KABUL, Afghanistan — The first visit to Kabul by Washington’s peace envoy since Afghanistan’s squabbling political leadership reached a power-sharing agreement comes amid increased violence blamed mostly on an Islamic State affiliate that has been targeted in stepped-up U.S. bombing.
Zalmay Khalilzad, in a flurry of tweets Thursday, told of his meetings in Doha earlier in the week with Taliban representatives and on Wednesday with Afghan President Ashraf Ghani and fellow leader Abdullah Abdullah. All were aimed at resuscitating a U.S.-Taliban peace deal signed in February.
Khalilzad called for a reduction in violence by all sides in Afghanistan’s protracted conflict that has kept America militarily engaged for 19 years. He also said too much time has been wasted getting to the second and critical phase of the peace deal, which calls for talks between the Taliban and Afghanistan’s political leadership.
Abdullah will head those efforts as part of the deal he signed with Ghani to end their monthslong dispute over who won Afghanistan’s presidential election last September. He conceded the win to Ghani but as part of a power sharing agreement.
In this Wednesday, May 20, 2020, photo, Abdullah Abdullah, right, President Ashraf Ghani’s fellow leader under a recently signed power-sharing agreement, holds a meeting with U.S. peace envoy Zalmay Khalilzad aimed at resuscitating a U.S.-Taliban peace deal signed in February, at the presidential palace, in Kabul, Afghanistan. (Sapidar Palace via AP)
The U.S. has about 12,000 soldiers deployed to Afghanistan, split between counter-terrorism and the NATO-led Resolute Support’s 16,500 troop mission, which trains and aids Afghanistan’s National Security Forces. Washington currently pays about $4 billion annually to keep Afghanistan’s military in fighting form.
Col. Sonny Leggett, a spokesman for U.S. Forces Afghanistan, tweeted early Thursday morning that airstrikes on Wednesday killed three ISIS fighters in Kunar Province and forced 34 ISIS militants to surrender to Afghan forces in Tswokey district.
The officials, who spoke on condition of anonymity because of the sensitivity of the subject, say the ISIS affiliate in Afghanistan has been linked to foiled plots to attack America in recent years. The U.S. also blamed ISIS for a brutal attack on a maternity hospital earlier this month in Kabul that left 24 people dead, including two infants and several mothers.
Without intra-Afghan negotiations, the cease-fire Washington wants between the Taliban and the government won’t happen.

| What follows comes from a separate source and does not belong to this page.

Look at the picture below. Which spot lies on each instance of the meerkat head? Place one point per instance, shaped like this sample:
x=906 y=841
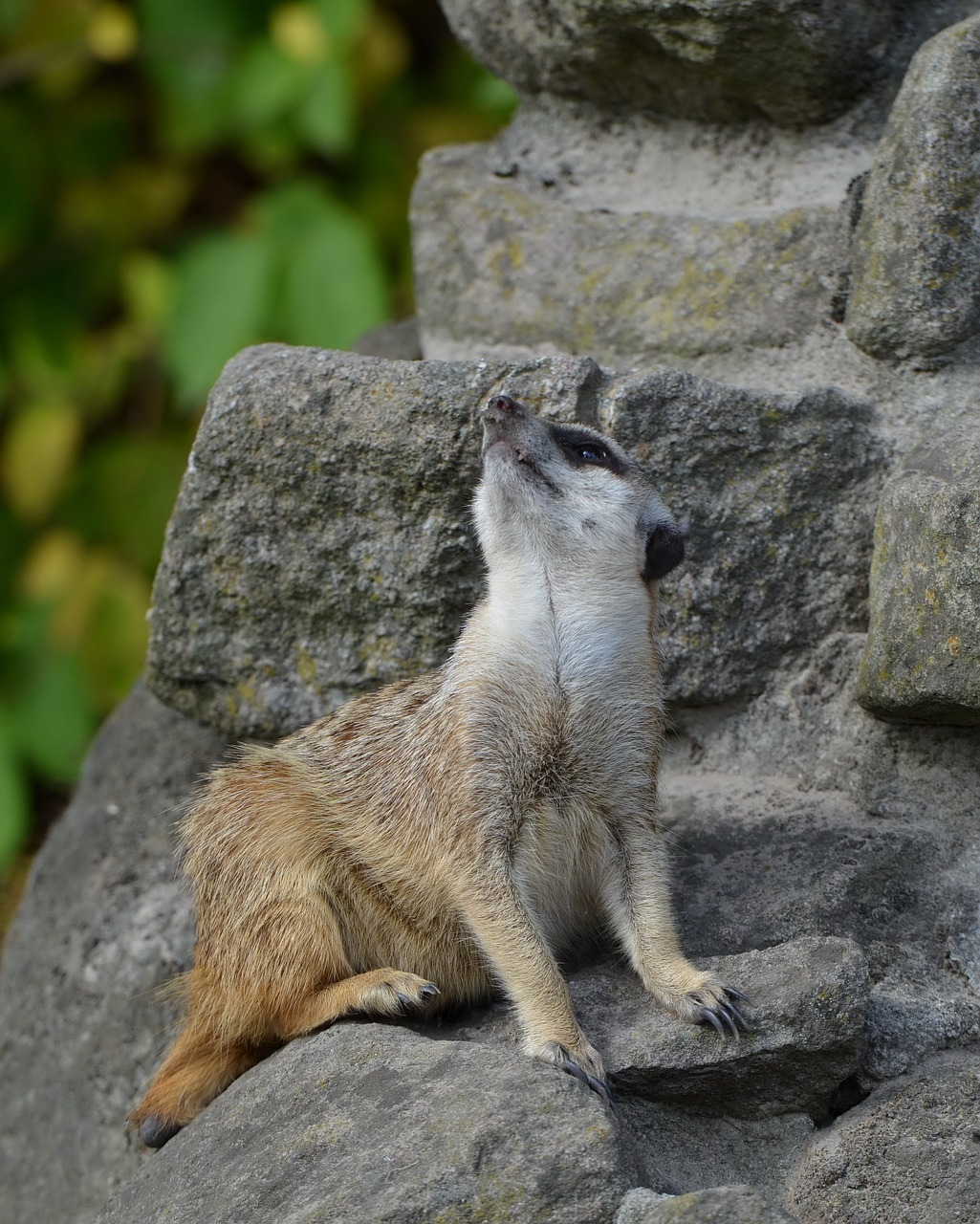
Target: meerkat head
x=568 y=492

Taliban representatives say a cease-fire will be on the agenda in any intra-Afghan talks, which were to start by mid-March. The delay has been blamed on Afghanistan’s squabbling leadership in Kabul and disruptions in prisoner releases, which were promised as part of the peace deal ahead of intra-Afghan negotiations.
Defense Secretary Mark Esper said that the Taliban were honoring the agreement in terms of “not attacking U.S. and coalition forces, but not in terms of sustaining a reduction of violence.”
Meanwhile, in eastern Nangarhar province, where ISIS is headquartered, a suicide bomber targeted a district chief and his son Thursday as they were driving through Chaparhar district, said Attaullah Khogyani, the provincial governor’s spokesman. Sediq Dawlatzai and his son were wounded in the attack and transferred to a hospital in the capital Jalalabad. No one immediately claimed responsibility for the attack.